Curtis Samuel, Panthers (WR35)
He outplayed D.J. Moore last year and the drumbeats out of Carolina are astounding. He also has the far better ADP, as Moore is currently the WR24 per FantasyPros ADP. I don’t think either wideout is a BAD pick at ADP, but I think Samuel’s lower cost and performance last year make him the far better pick in 2019.
Honorable mentions: Josh Gordon (WR30), John Brown (WR50)
O.J. Howard, Buccaneers (TE4)
Some aren’t giving Howard his due after posting amazing Y/R and aDOT totals so far in his young career. He’s been a mixed bag due to injuries, but if you’re considering upside you should be ranking Howard ahead of Zach Ertz. That’s right...I said it! Tight end is such a cesspool of mediocrity that Howard should be confidently considered elite based on his ability to make splash plays. That, and the Bucs defense is suspect, as is the running game. Jameis Winston flinging it all over the yard? Evans, Howard, AND Godwin should all eat in 2019. It doesn’t take much to be an elite tight end...all Howard needs to do is stay healthy.
Darren Waller, Raiders (TE30)
Some people need to update their rankings! Waller as the TE30 is insane. Waller being ranked out of the top-15 tight ends is also insane. He’s the starting tight end in an offense that made Jared Cook a star a year ago.
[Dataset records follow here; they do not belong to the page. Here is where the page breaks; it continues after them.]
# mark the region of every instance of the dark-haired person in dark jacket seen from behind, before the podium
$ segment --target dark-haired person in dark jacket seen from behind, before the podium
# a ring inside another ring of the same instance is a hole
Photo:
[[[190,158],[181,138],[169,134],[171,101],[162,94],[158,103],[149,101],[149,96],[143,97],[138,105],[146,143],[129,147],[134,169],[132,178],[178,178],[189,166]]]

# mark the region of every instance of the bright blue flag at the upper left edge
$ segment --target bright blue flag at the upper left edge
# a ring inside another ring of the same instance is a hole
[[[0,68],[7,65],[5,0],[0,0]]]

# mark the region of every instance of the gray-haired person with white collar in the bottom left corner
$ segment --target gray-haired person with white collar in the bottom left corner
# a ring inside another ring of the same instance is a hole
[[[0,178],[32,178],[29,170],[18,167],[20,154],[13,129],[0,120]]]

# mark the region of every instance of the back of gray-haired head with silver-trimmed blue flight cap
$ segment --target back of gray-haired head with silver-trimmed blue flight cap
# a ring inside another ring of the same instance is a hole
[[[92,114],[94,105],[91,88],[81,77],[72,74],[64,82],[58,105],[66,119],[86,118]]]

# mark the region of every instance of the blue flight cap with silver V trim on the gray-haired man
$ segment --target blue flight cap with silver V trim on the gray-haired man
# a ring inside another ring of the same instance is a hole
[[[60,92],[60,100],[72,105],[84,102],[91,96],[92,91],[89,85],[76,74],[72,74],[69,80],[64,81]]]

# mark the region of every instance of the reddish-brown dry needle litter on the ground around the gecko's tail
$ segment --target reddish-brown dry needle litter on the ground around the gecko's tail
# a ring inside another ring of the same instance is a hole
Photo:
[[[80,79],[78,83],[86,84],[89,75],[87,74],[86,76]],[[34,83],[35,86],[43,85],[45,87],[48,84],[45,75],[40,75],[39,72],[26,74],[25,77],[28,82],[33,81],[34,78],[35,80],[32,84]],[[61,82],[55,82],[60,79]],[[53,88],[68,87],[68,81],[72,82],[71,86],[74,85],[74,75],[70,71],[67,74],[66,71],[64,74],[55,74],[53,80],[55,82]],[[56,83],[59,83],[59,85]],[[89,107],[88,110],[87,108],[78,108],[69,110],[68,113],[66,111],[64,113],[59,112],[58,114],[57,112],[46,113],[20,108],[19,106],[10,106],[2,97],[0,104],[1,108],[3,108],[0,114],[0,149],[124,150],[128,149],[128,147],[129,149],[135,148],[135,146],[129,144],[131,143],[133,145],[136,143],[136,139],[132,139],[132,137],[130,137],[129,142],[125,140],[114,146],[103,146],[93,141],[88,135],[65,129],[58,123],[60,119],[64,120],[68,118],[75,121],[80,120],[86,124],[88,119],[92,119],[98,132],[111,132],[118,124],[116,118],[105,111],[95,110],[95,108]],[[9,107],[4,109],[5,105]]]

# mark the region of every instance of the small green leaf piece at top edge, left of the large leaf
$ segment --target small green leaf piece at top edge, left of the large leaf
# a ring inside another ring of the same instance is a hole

He may not have the same level of upside since Oakland added some guy named Antonio Brown, but as far as tight end is concerned I don’t see how Waller isn’t a strong TE2 option...at least! And there’s room for more, too.
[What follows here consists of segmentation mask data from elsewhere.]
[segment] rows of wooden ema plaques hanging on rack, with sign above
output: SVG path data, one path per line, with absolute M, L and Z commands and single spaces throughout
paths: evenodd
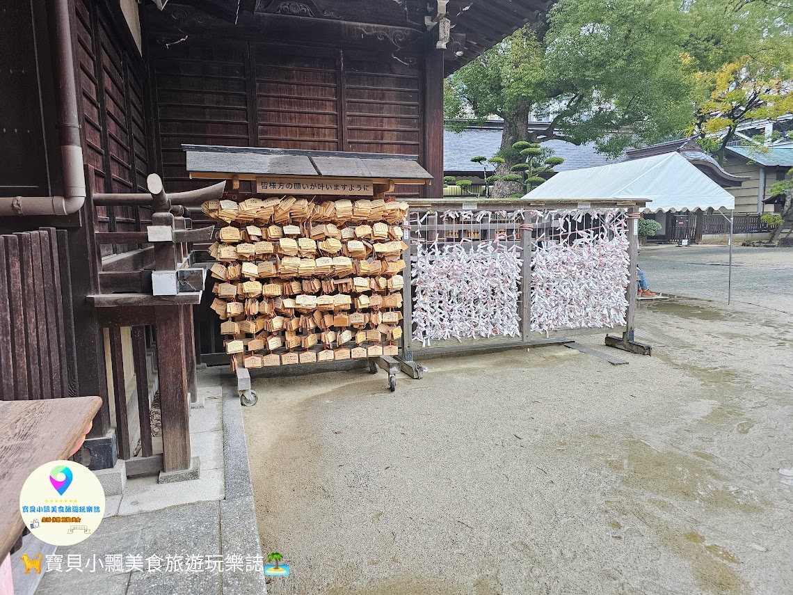
M 407 203 L 356 196 L 372 182 L 258 182 L 277 196 L 202 205 L 221 222 L 209 248 L 220 261 L 212 309 L 232 367 L 396 354 Z

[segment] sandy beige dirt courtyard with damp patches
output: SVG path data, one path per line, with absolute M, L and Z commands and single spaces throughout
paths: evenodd
M 793 593 L 793 317 L 675 298 L 639 307 L 653 357 L 603 334 L 580 343 L 629 365 L 554 346 L 431 359 L 396 393 L 255 378 L 262 551 L 291 573 L 269 592 Z

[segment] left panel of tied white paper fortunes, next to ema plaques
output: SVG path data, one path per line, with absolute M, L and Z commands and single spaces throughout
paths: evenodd
M 413 339 L 426 347 L 431 340 L 517 335 L 522 263 L 517 246 L 497 242 L 475 250 L 418 244 L 412 259 Z

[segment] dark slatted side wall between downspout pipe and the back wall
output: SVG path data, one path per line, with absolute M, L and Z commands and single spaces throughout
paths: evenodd
M 148 140 L 144 74 L 140 56 L 118 41 L 102 2 L 75 0 L 85 161 L 94 167 L 93 187 L 104 192 L 145 191 Z M 97 207 L 96 228 L 138 231 L 151 220 L 150 209 Z M 102 246 L 102 255 L 135 246 Z

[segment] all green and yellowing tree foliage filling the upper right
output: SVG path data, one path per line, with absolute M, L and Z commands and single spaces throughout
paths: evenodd
M 520 141 L 619 155 L 688 132 L 719 152 L 793 111 L 790 17 L 790 0 L 559 0 L 544 37 L 519 29 L 446 79 L 446 117 L 504 119 L 497 198 Z M 550 121 L 530 130 L 529 113 Z

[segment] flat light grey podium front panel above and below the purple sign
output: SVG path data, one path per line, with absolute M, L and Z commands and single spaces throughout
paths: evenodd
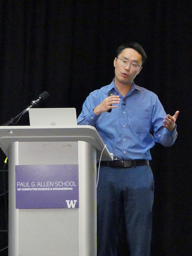
M 78 142 L 19 142 L 18 159 L 19 165 L 78 164 Z M 78 208 L 16 212 L 18 225 L 13 233 L 18 236 L 9 246 L 18 252 L 9 256 L 78 256 Z

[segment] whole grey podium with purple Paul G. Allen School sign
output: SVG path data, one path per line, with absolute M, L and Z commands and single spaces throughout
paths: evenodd
M 9 256 L 96 256 L 96 160 L 92 126 L 2 126 L 9 158 Z M 111 161 L 107 148 L 103 161 Z

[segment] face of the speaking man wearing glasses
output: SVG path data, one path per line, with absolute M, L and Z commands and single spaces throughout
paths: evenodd
M 142 57 L 139 52 L 135 51 L 132 48 L 125 48 L 118 56 L 128 60 L 129 62 L 136 63 L 139 66 L 142 65 Z M 126 67 L 120 64 L 120 59 L 115 58 L 114 60 L 115 67 L 115 81 L 120 82 L 121 84 L 131 85 L 133 79 L 140 73 L 142 67 L 139 67 L 137 70 L 133 70 L 130 67 L 130 63 Z

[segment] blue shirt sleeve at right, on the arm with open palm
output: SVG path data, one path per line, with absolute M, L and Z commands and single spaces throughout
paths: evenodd
M 171 132 L 163 126 L 164 117 L 167 115 L 157 96 L 152 100 L 152 109 L 152 125 L 155 141 L 161 143 L 165 147 L 172 146 L 177 139 L 176 126 L 175 129 Z

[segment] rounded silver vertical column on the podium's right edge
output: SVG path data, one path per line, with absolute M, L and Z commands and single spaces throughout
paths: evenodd
M 84 141 L 79 148 L 79 256 L 97 255 L 96 149 Z

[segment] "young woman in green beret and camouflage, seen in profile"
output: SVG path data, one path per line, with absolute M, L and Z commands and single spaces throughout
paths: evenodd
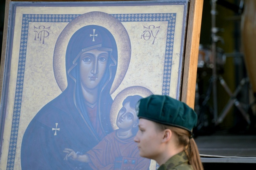
M 140 156 L 154 159 L 158 170 L 203 170 L 192 128 L 197 114 L 169 96 L 151 95 L 136 107 L 139 131 L 134 137 Z

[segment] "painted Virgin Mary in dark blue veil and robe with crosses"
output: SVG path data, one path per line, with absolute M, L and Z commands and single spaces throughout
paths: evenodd
M 90 169 L 64 161 L 64 148 L 84 154 L 112 132 L 109 91 L 117 71 L 117 45 L 108 29 L 87 25 L 76 31 L 66 51 L 67 88 L 47 103 L 24 133 L 24 170 Z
Honorable mentions: Mark Andrews (TE14), Jordan Reed (TE15)
Buffalo Bills (DST 12)
The Bills open up with the Jets and Giants at home in the first two weeks of the year, and could also be viable in Week 3 against the Bengals (especially if A.J. Green is still out). You’d have to figure out Week 4 (Patriots) but Week 5 also looks nice against the the Titans. If you’re like me and you like to play for right now, the Bills should be on your radar to start the season.
Dallas Cowboys (DST 13)
In my world, we live to stream defenses. A high pick on Baltimore, for instance, seems dicey—especially when they lost plenty on that side of the ball from last year. But the Cowboys open up with the Giants in Week 1, followed by the Redskins in Week 2 and Dolphins in Week 3. Give me all that goodness for my first three weeks. I’ll worry about Week 4 when I get to it, okay? This is a worthy pick to lock down your first three weeks of the season, Zeke or no Zeke (but I think Zeke will be playing). This is the pick you make if you miss out on the Browns, who are also a popular pick due to beginning with the Titans and Jets in the first two weeks.
Honorable mentions: Los Angeles Chargers (DST 6), New England Patriots (DST 11)
Are people too...but this is a list for 10 only, and there would have been no kickers in play, anyway.